When generative AI lies, who is liable?
Welcome to AI Decoded, Fast Company’s weekly LinkedIn newsletter that breaks down the most important news in the world of AI. I’m Mark Sullivan, a senior writer at Fast Company, covering emerging tech, AI, and tech policy.
This week, I’m focusing on the legal system’s looming challenge of determining whether a chatbot can be found guilty of defamation. I’m also looking at the thorny issues corporations face when considering the use of AI in key business functions.
If a friend or colleague shared this newsletter with you, you can sign up to receive it every week here. And if you have comments on this issue and/or ideas for future ones, drop me a line at sullivan@fastcompany.com.
ChatGPT-maker OpenAI sued for defamation in Georgia
In what seems to be the first defamation case against an AI chatbot, the nationally syndicated talk show host Mark Walters has sued OpenAI, claiming that the company’s ChatGPT tool generated false and harmful information about him embezzling money. He is seeking unspecified monetary damages from OpenAI.
According to the suit filed in Georgia state court, Fred Riehl, editor of the gun publication AmmoLand, had asked ChatGPT for information on Walters’ role in another, unrelated, lawsuit in Washington State. Per Walters’ filing, ChatGPT contrived a fictional part of the Washington lawsuit, saying that Walters had embezzled money from a special interest group for which he’d served as a financial officer. By doing so, ChatGPT “published libelous matter regarding Walters,” his lawsuit states. “OAI knew or should have known its communication to Riehl regarding Walters was false, or recklessly disregarded the falsity of the communication,” the suit reads.
There’s plenty of precedent for cases where humans defame humans, but precious little when an AI is causing the harm. “Defamation is kind of a new area,” says John Villafranco, a partner with the law firm Kelley Drye & Warren. “There are a lot of juicy issues to be worked out.” The Walters v. OpenAI suit may or may not prove to be a landmark test case for defamation-by-AI, but it likely will raise important legal questions that will be repeated in future cases involving generative AI tools.

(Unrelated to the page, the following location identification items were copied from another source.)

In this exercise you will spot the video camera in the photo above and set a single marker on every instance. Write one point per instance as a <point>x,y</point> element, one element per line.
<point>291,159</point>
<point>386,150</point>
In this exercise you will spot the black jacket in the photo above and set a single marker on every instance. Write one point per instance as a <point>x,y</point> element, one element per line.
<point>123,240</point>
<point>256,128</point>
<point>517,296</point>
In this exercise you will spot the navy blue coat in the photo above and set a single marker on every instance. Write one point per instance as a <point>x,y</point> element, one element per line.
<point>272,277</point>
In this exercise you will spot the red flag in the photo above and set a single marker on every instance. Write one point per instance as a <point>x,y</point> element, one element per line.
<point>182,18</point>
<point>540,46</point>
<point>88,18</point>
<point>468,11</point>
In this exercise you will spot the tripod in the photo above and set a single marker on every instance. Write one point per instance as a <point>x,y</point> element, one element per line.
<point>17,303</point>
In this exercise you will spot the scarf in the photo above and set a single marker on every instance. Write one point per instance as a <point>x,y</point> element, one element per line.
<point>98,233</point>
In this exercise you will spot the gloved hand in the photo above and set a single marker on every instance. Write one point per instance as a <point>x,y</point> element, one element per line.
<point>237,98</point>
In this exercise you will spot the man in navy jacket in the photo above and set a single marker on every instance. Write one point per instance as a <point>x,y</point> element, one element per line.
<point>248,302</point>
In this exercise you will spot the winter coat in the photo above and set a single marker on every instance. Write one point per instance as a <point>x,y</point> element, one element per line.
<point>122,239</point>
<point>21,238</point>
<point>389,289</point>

Meta has open-sourced a new AI model that can reason and learn
Meta announced Tuesday that it is open-sourcing a new computer vision model that can better help machines interpret the visual world. Unlike other computer vision models that break down images pixel by pixel, the Image Joint Embedding Predictive Architecture (I-JEPA) understands and compares images as abstract representations that convey the meaning of the image. (While chatbots process words, computer vision AI interprets or classifies images.) It processes and compares millions of images in this way, and in doing so forms an internal model of how the world works, Meta says. This approach allows I-JEPA to learn much more quickly than other models, even while using less computing power, Meta says. The end result is a model that can accomplish complex tasks and more easily adapt to unfamiliar situations. Meta says the model is already turning in high scores across a number of computer vision tests.

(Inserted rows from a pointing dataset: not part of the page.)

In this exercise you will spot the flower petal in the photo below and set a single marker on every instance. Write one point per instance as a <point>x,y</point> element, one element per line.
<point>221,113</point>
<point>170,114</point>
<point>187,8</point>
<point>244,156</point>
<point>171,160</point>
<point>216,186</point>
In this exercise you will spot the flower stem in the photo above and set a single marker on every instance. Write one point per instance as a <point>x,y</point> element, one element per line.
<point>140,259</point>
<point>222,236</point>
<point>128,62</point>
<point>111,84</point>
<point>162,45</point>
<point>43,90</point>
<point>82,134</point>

The foundation models are developed by Meta’s large AI research organization, led by AI pioneer and Turing Award winner Yann LeCun. Because Meta’s foundational AI models are open-source, they can be studied by other researchers and even used as the basis for other developers’ own models or apps.
Accenture is doubling the size of its AI practice
The consulting firm Accenture says it will invest $3 billion in AI over the next three years, and increase the size of its AI practice to 80,000 people. Accenture and other large consulting firms are seeing rapidly rising demand from Fortune 500 companies in a range of industries that need help comprehending and implementing AI tools. These companies are trying to understand how to ride the wave of new AI-model development. (Their curiosity is, in part, driven by fear of lagging behind competitors that might adopt AI products more quickly.) And they need the help of firms like Accenture and McKinsey to understand the risks of AI. For instance, many corporations fear that sending their proprietary data out to AI models hosted by third parties like OpenAI might present security or privacy risks, especially in heavily regulated industries, such as healthcare. Firms like Accenture can help corporations navigate the pros and cons of augmenting key business functions with AI and help them manage risk when they do.
Salesforce works to soothe customer worries over data security
Addressing security and privacy concerns has emerged as a major part of Salesforce’s AI pitch to large-enterprise customers. During a product event Monday, the company announced more details about how it will deliver customers the benefits of AI models while mitigating the risks. CEO Marc Benioff says corporations fear losing control of their proprietary data when they send it to AI models hosted by third parties, a condition he says is causing an “AI trust gap.”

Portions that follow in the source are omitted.